Research Paper Advance Articles

Establishment and verification of a prognostic model based on coagulation and fibrinolysis-related genes in hepatocellular carcinoma

Meng Fan1, , Le Lu1, , Hao Shang1, , Yuxuan Lu1, , Yi Yang1, , Xiuyan Wang2, , Hongwei Lu1, ,

  • 1 Department of General Surgery, The Second Affiliated Hospital of Xi’an Jiaotong University, Xi’an 710003, China
  • 2 Department of Medical, Shenzhen Engineering Center for Translational Medicine of Precision Cancer Immunodiagnosis and Therapy, YuceBio Technology Co., Ltd., Shenzhen 518038, China

Received: July 20, 2023       Accepted: February 7, 2024       Published: April 1, 2024      

https://doi.org/10.18632/aging.205699
How to Cite

Copyright: © 2024 Fan et al. This is an open access article distributed under the terms of the Creative Commons Attribution License (CC BY 4.0), which permits unrestricted use, distribution, and reproduction in any medium, provided the original author and source are credited.

Abstract

Background: Studies have shown that coagulation and fibrinolysis (CFR) are correlated with Hepatocellular carcinoma (HCC) progression and prognosis. We aim to build a model based on CFR-correlated genes for risk assessment and prediction of HCC patient.

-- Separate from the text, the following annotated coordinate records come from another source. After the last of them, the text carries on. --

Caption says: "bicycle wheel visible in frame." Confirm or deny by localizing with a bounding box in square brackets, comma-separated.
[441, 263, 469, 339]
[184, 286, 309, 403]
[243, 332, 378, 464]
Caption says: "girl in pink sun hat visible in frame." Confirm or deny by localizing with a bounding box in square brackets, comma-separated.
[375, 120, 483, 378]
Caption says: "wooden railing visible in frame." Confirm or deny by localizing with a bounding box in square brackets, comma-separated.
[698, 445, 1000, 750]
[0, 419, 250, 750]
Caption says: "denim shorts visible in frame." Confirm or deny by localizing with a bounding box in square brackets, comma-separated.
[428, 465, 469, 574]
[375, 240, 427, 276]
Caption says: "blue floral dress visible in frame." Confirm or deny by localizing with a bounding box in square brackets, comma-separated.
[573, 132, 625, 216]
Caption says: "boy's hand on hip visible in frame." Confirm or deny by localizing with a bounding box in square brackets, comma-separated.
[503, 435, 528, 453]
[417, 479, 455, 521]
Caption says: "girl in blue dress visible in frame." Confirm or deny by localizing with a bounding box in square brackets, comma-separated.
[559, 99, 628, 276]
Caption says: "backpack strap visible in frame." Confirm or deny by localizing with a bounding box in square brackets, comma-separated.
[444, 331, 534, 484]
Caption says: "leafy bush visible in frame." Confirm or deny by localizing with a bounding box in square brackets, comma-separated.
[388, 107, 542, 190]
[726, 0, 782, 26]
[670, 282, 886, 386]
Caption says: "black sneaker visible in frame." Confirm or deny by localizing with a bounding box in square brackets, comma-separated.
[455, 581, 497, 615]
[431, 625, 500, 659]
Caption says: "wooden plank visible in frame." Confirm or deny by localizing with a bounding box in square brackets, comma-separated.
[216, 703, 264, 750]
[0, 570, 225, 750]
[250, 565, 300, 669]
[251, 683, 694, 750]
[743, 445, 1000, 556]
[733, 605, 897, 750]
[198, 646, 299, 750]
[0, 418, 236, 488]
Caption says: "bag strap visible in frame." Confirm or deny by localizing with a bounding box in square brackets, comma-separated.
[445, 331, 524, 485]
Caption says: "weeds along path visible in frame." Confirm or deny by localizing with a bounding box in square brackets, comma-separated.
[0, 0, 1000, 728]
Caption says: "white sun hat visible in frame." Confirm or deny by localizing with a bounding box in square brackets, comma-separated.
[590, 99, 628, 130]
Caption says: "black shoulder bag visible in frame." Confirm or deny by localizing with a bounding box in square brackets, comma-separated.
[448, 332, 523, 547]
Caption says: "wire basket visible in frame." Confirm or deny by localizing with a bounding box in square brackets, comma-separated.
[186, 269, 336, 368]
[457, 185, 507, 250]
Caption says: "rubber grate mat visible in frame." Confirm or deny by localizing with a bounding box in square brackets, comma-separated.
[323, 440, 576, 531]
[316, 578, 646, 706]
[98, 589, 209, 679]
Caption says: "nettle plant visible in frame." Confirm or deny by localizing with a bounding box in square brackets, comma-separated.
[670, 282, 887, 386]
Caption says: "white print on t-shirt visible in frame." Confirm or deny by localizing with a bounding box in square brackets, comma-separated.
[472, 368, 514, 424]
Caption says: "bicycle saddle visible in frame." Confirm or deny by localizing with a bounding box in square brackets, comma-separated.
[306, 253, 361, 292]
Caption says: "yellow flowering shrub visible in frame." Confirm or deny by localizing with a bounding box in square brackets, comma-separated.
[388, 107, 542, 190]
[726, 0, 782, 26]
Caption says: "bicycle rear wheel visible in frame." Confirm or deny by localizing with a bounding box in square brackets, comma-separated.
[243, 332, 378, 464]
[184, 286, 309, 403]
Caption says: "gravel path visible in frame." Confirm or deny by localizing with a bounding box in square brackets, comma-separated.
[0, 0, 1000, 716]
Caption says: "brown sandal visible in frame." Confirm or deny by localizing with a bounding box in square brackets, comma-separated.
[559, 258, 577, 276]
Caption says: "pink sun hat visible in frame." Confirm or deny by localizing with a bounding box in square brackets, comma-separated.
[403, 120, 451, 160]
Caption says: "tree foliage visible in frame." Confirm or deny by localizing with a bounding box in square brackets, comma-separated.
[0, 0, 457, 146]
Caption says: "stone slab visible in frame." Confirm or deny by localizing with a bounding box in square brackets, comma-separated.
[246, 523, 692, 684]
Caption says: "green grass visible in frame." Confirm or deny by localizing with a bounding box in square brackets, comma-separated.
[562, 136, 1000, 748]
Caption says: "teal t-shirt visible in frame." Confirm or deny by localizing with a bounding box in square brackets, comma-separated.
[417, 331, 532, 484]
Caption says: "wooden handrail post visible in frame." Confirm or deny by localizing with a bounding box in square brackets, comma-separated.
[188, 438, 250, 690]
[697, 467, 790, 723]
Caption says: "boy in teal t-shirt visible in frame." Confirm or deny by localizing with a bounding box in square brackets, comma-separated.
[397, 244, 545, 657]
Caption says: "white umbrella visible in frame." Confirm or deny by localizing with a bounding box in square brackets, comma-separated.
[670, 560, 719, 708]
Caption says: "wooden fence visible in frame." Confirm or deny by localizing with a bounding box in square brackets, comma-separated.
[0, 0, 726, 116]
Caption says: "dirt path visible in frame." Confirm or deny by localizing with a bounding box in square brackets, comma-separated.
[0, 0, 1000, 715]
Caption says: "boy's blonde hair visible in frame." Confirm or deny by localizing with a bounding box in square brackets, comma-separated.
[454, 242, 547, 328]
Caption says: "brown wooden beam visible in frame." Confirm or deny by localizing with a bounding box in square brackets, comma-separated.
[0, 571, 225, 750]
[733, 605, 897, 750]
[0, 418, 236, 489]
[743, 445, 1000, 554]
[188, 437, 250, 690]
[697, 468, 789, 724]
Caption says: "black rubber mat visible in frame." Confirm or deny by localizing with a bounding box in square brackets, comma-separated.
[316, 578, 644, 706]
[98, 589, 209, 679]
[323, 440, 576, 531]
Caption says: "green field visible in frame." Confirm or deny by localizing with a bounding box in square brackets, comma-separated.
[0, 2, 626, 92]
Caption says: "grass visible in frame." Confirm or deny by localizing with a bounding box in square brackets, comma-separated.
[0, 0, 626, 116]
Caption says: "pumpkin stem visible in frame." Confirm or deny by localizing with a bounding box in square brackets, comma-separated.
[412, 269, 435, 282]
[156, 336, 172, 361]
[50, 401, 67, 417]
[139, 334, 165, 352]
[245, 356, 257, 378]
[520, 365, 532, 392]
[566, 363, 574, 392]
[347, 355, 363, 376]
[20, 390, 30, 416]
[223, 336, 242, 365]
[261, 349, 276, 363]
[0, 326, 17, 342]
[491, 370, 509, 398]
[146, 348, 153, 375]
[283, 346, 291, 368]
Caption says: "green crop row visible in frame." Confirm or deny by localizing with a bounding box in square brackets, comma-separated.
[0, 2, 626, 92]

Methods: HCC samples were selected from The Cancer Genome Atlas (TCGA) and Gene Expression Omnibus (GEO) databases respectively. The Molecular Signatures Database (MSigDB) was used to select the CFR genes. RiskScore model were established by single sample gene set enrichment analysis (ssGSEA), weighted correlation network analysis (WGCNA), multivariate Cox regression analysis, LASSO regression analysis.

Results: PCDH17, PGF, PDE2A, FAM110D, FSCN1, FBLN5 were selected as the key genes and designed a RiskScore model. Those key genes were Differential expressions in HCC cell and patients. Overexpression PDE2A inhibited HCC cell migration and invasion. The higher the RiskScore, the lower the probability of survival. The model has high AUC values in the first, third and fifth year prediction curves, indicating that the model has strong prediction performance. The difference analysis of clinicopathological features found that a great proportion of high clinicopathological grade samples showed higher RiskScore. RiskScore were positively correlated with immune scores and TIDE scores. High levels of immune checkpoints and immunomodulators were observed in high RiskScore group. High RiskScore groups may benefit greatly from taking traditional chemotherapy drugs.

Conclusions: We screened CFR related genes to design a RiskScore model, which could accurately evaluate the prognosis and survival status of HCC patients, providing certain value for optimizing the clinical treatment of cancer in the future.

Abbreviations

HCC: Hepatocellular carcinoma; CFR: Coagulation and fibrinolysis; TCGA: The Cancer Genome Atlas; GEO: Gene Expression Omnibus; MSigDB: The Molecular Signatures Database; GSEA: Gene set enrichment analysis; ssGSEA: Single sample gene set enrichment analysis; WGCNA: Weighted correlation network analysis; TME: Tumor microenvironments; FGL1: Fibrinogen-like-protein 1; FREP: Fibrinogen-related proteins; DEGs: Differential expressed genes; GO: Gene ontology; KEGG: Kyoto Encyclopedia of Genes and Genomes; MAD: Mean absolute deviation; LASSO: Least absolute shrinkage and selection operator; DCA: Decision curve; OS: Overall survival; GSVA: Gene Set Variation Analysis; TIDE: Tumor Immune Dysfunction and Exclusion; TF: Tissue factor; PAR2: Protease activating receptor 2; TAT: Thrombin-Antithrombin; PIC: Plasmin inhibitor complex; FSCN1: Fascin homologous 1.